Ten weeks and 16,ooo miles later, we have returned to Anchorage.
This trip was a common exercise for missionaries on “faith support.” From time to time we must leave the field and visit those churches and individuals who make our ministries possible. Kim and I spent time with some folks we hadn’t seen for ten or twelve years, so getting reacquainted was a good thing. We also made some new friends, spent time with family and even goofed off a couple of days (The Comfort Inn at Nag’s Head in North Carolina is a very inexpensive beach front motel. We’d never before stayed in a room overlooking the ocean and it was…special).
We are trusting the Lord to bring in the remaining monthly support needed for us to focus entirely on the ministry. Please join us in praying for this.
Some of the moments and observations that stand out from the road trip are:
-the corn crop in the mid-west looked really bed, due to lack of rain. I wonder how this will impact future food prices since corn finds its way into so many processed foods, not to mention feed for beef, pork, poultry, fish and I don’t know what else.
-this is a very BIG country with a whole lot of people in it.

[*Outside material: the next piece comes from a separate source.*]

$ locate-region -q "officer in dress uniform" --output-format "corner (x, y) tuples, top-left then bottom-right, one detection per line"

-there are some amazingly bad drivers out there. I think they should make it more difficult to get/keep a drivers license. I would estimate 20% of the drivers are totally oblivious to their surroundings.

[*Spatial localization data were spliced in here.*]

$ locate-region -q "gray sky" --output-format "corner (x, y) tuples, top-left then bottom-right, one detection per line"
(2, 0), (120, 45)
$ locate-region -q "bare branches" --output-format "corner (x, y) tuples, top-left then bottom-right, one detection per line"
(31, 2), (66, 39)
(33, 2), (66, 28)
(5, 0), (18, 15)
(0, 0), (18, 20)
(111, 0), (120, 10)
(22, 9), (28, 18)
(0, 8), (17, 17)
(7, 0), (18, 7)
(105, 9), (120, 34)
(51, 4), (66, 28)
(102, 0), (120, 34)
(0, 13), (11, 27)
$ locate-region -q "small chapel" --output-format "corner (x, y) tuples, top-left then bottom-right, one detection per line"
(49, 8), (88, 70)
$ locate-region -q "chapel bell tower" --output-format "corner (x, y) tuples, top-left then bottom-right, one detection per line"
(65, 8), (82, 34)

-more traffic cops would be good thing.
-the Amish could cook dirt and make it taste good. They single-handedly killed months of progress I had made on Weight Watchers.
-Lebanon bologna, sweet. I’ll say no more. Well, how about a photo?

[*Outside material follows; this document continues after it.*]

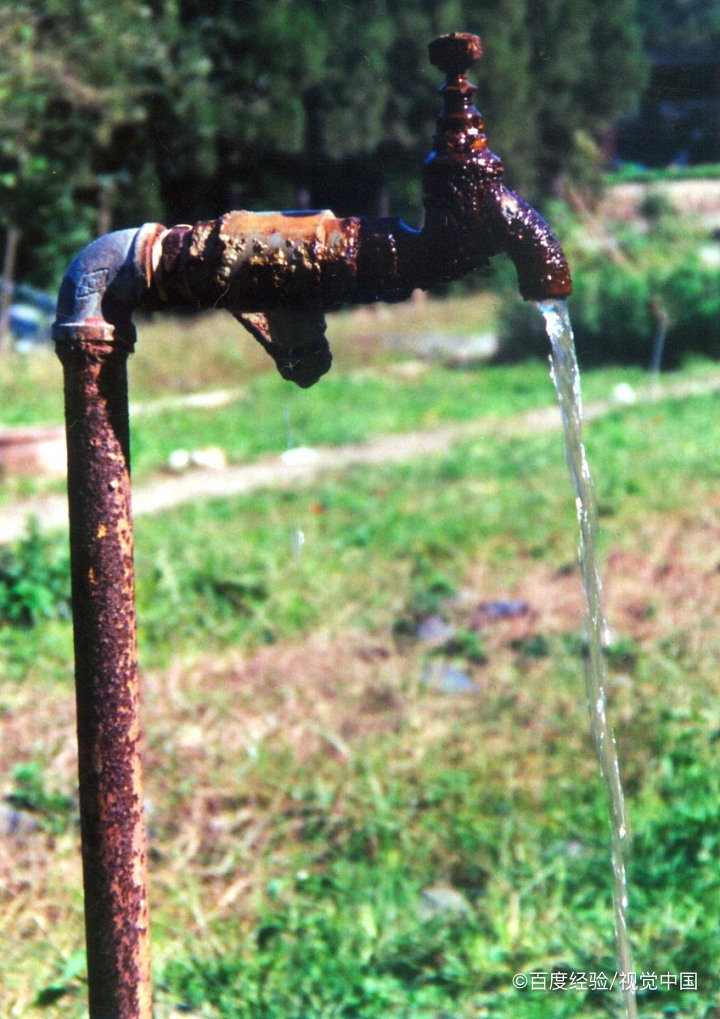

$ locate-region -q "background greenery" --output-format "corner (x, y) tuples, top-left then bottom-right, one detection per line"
(0, 0), (659, 287)
(1, 1), (720, 1016)
(2, 332), (720, 1015)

-the south is a friendly place, but man does it get hot down there. Wow! And we were there in the fall; July must be blistering.
-California is unbelievably crowded. Driving, or attempting to, is very frustrating. Most of my time spent in a vehicle consisted of two activities; fighting for position, or waiting. Didn’t matter if I was on a freeway, a highway, a street or in a parking lot, it was always the same– maneuver for position…or wait.
-Yuma has exploded, so has El Paso, and a lot of other towns in the desert southwest. Where are all the people coming from? And why? And where do they get water?
-the Sonoma coast is beautiful. Kim and I had our favorite little beach all to ourselves.
-Razor clams. Mmmmm.
-a whole lot of people seem totally captivated by the moment. I wonder how many of them eagerly await the return of the Lord? Maybe a lot of them do, but I didn’t really get that vibe.
-God is at work…everywhere, and that’s a cool thing.
-Canadians really like their big ol’ trucks, which leads me to the next one…
-gas is E-X-P-E-N-S-I-V-E, especially in Illinois, California and Canada.
-Starbucks! I love Starbucks! Kept me going, mile after mile.
-most restaurants serve food that is mediocre or worse, a few serve good stuff, and price is no indication of quality.
In Idaho good food looks like this…
…in Georgia it looks like this…
…in Oregon it looks like this…
…and in Alaska it looks like this…
…though Martin needed to do a little work before dinner was ready.
-my final observation, which is not really a good one, so take this as a word of encouragement. Believers, every one of us, are running a race. From the time of our conversion until we leave this world, we are living by faith in a way the New Testament compares to an athletic event (among other things). It is a marathon-type race, not a sprint. We are to run in such a way as to win the prize. We are to be focused, living intently and anticipating our time to appear before the judgement seat of Christ.
But not everyone seems to be doing that.
As visiting missionaries, we get a “snapshot” view of people that may only come every 5, 10 or 15 years, so changes are noticeable to us. Our perception isn’t diluted by the gradual passage of time; we view a slide show more than a movie.
Now, with that in mind, I have to say not everyone appears to be running their race to win. Some are, and they have encouraged us. Others have gone on to be with the Lord, and they are missed. But too many seemed to have lost focus. They aren’t running to win; they are distracted by their surroundings or they have lost motivation. They are jogging half-heartedly or merely walking around the track. Others appear to have stopped. A few have even left the course entirely. Sad, but true.
So, if I may, let me exhort you. There are many faithful believers who have run their race before us. The writer of Hebrews points to some of them as our example, calling them a “cloud of witnesses,” saints whose lives are testimonies bearing witness to faith. With that in view, we should “…lay aside every weight, and sin which clings so closely, and let us run with endurance the race that is set before us…”
There’s a lot of good stuff there, so read the whole passage. But run. Run! RUN!!! Run the race to win.
Time is short. Before you know it your time will be done. So keep on running.